A mobile app named Construction Industry Helpline has been launched by a UK charity on Apple’s App Store and the Android-compatible Google Play to raise awareness about and guide construction engineers through questions about mental health.
Construction Industry Solutions (Coins), a UK-headquartered company with a Middle East office in Dubai, collaborated with British charity Lighthouse Club to launch the mental health app. In an interview published on Coins’ website, Bill Hill, chief executive officer of Lighthouse Club, said that while the UK construction industry is working to create a healthier workplace, “finding the right support isn’t always easy”.
He continued: “Statistics show that [...] stress, anxiety, and depression account for a fifth of all work-related illness. This needs to stop.
“We have a long way to go before the culture in construction removes the stigma about talking about mental health and well-being. For some, talking comes easy, but for others, just […] acknowledging that they need some kind of help can be the most difficult step. We need to make it as easy for someone to talk about mental health as it is to talk about a physical condition. That’s why we have developed the Construction Industry Helpline app that can be downloaded free by anyone in the industry.”

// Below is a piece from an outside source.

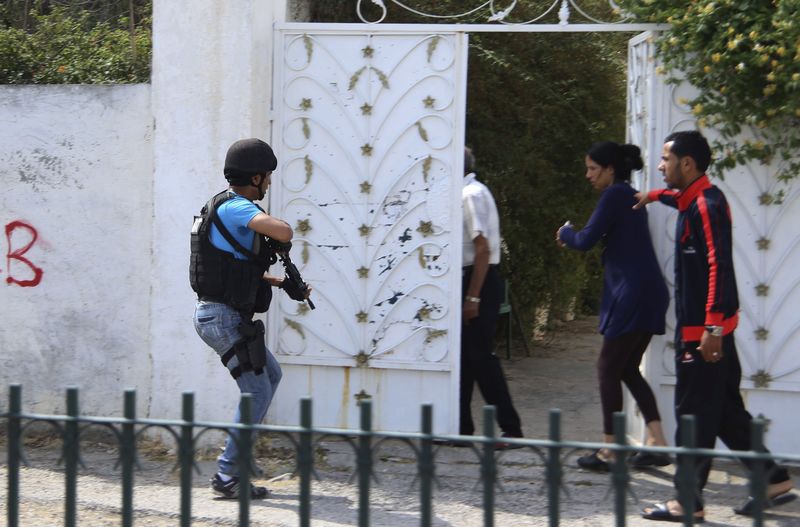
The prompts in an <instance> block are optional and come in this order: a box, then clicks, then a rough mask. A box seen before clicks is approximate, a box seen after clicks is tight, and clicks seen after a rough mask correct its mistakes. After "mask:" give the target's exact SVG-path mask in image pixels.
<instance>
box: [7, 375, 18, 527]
mask: <svg viewBox="0 0 800 527" xmlns="http://www.w3.org/2000/svg"><path fill="white" fill-rule="evenodd" d="M21 413H22V385H20V384H12V385H11V386H9V387H8V422H7V431H8V508H7V509H6V512H7V513H8V514H7V516H8V527H18V525H19V465H20V458H21V452H22V438H21V434H22V431H21V430H22V425H21V418H20V414H21Z"/></svg>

Hill told Coins that the app provides information, advice, and guidance about how to relieve the long-term effects of stress, anxiety, or depression, as well as support in areas such as debt management, legal advice, and emergency financial aid. The app offers complete confidentiality and does not require personal contact information.

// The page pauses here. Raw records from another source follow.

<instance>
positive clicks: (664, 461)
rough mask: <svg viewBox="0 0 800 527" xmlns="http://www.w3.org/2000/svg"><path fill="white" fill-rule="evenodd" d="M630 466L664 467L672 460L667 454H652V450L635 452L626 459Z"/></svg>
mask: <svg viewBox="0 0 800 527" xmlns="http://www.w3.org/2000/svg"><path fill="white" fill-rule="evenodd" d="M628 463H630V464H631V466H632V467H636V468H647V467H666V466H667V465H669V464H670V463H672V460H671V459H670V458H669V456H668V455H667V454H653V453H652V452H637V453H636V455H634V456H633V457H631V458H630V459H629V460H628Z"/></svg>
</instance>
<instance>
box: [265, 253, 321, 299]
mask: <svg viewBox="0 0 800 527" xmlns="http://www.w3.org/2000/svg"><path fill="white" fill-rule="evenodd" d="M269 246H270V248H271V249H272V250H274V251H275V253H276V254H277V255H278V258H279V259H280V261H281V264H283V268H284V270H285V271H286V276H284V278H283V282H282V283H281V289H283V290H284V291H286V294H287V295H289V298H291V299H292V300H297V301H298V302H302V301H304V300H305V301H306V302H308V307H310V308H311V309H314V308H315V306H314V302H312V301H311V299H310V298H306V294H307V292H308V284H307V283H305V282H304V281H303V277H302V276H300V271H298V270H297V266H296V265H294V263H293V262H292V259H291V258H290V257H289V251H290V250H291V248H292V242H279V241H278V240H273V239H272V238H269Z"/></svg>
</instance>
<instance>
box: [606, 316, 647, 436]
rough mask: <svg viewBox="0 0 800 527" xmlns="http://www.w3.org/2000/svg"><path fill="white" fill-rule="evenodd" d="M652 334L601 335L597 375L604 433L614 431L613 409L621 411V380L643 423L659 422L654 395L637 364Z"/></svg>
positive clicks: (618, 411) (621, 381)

Mental health, whilst a rarely discussed topic in global workplaces, is becoming a conversation point in the regional construction sector. Mental Health America and its global affiliates observe May as Mental Health Month each year. Speaking to Construction Week in May 2018, human resource (HR) and C-level professionals from the GCC’s construction sector called for increased focus on mental health in the industry.
Industry experts that spoke to Construction Week said stress-related burnouts are common in the fast-paced, high-pressure sector. Marcus Taylor, managing partner at Taylor Sterling, a construction-focused recruitment agency in the Middle East, said the sector “has always been a roller-coaster” ride for its people.

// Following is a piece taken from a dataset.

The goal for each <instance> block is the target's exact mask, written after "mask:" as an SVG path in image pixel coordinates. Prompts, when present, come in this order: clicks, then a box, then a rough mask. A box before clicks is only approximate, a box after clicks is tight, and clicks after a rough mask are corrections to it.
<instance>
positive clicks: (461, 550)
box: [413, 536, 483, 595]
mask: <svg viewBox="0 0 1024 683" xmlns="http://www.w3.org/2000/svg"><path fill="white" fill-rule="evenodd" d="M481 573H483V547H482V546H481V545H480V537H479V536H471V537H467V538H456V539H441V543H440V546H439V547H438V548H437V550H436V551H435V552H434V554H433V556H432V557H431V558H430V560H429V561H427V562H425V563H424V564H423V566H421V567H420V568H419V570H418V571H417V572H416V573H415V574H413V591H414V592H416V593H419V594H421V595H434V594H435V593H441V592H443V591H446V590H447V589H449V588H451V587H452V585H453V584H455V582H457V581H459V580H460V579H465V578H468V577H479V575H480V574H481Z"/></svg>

“The stress of market fluctuations, and in many cases, ground-breaking projects bound by stringent time scales, has pushed many people to the breaking point,” he told Construction Week.
“I have witnessed many burnouts on [major aviation] projects. Many people are forced to work seven days a week and cancel holidays, just to push their project across the line. That said, those involved in most cases have been proud to have accomplish the goals.”
Experts also highlighted the impact of traditional norms and mores on professionals working in the male-dominated construction industry. Aaron Chehab, chief commercial officer at KBW Investments, was one of the professionals that in May 2018 explained how the construction industry’s male-dominated environment might, in some cases, be a factor contributing to work-related stress.
“As a deadline-oriented sector with significant budgetary considerations and often, limited resources, mid- to senior-level construction professionals are consistently dealing with a great deal of onsite and offsite pressures” Chehab told Construction Week.
“Long hours of work, coupled with the aggressive, male-dominated environment, can have an impact on individuals, causing excessive and needless stress leading to anxiety. Considering the commercial, safety, and programming pressures exerted on a daily basis, companies operating in the construction industry definitely need to take all of this into consideration.”
Taylor said that the same, male-dominated perspective may also hinder communication regarding mental health concerns, which, in some organisations, may not be adequately understood or empathised with.
“Construction still has a slightly masculine outlook, [and it] heavily involves teams achieving success,” Taylor explained.
“With that comes the pressure not to be the ‘weakest link’. To include psychological considerations into this environment – whether related to work or home – is not often considered or tolerated. Most of the time, [problems are] kept a secret by the individual.”